Well, you are going down the globe, so you can coast all the way with the engine off if you have to thanks to gravity! :) Just kidding!
Actually, what you are asking is impossible to answer. My old 1988 Grand Caravan has well over 420,000 miles, but I would trust it more than my 1995 Grand Caravan and definitely more than any VW, regardless of mileage. Mileage is not the issue here, and for today's cars, 100,000 miles is not much. This car could go for another 50,000 miles with just oil changes and gas, or it could require a new timing belt, water pump, cylinder head gasket, brake job, and radiator in the next couple of weeks. Often these things have nothing to do with repairs that were done recently or in the past.
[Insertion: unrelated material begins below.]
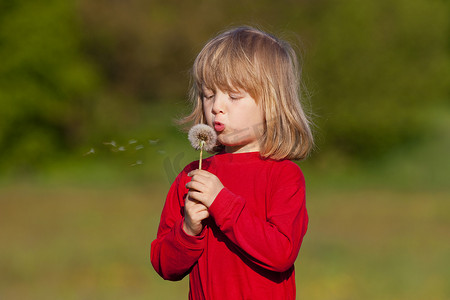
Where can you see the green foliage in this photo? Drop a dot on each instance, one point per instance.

You did not say what is wrong with the alignment. If there is abnormal tire wear, you will want to check their condition each time you stop for fuel. It is better to replace worn tires before they blow out than to be sitting in a pile of tears on the side of the road. The people at a tire and alignment shop can read the tire wear patterns to give you an idea of what is wrong. They can also inspect the steering and suspension systems before the trip. If an alignment is recommended, they will prefer to do that before you buy new tires so they can determine what to look for by looking at the wear patterns.
Be aware that I read way too often about problems related to what you are about to do. Some people accuse a friend of damaging their car. Some people know a major repair will be needed soon, so they borrow the car to someone they can blame later, or get them to pay for it. I never heard of taking a car cross-country to "watch it", but I guess that depends on where it is kept when she is around. What if someone does something to it while you are at work? Who takes care of the repairs?
I have a 1980 model and a 1993 Dynasty with less than 5,000 miles. Both regularly sit for two to three years without being driven. When I do drive them, I just pop in a battery and off I go. I do not think I would let the battery go dead on a VW because in some years a bunch of computers would lock up. That is not a repair bill you want to pay, especially for someone else's car.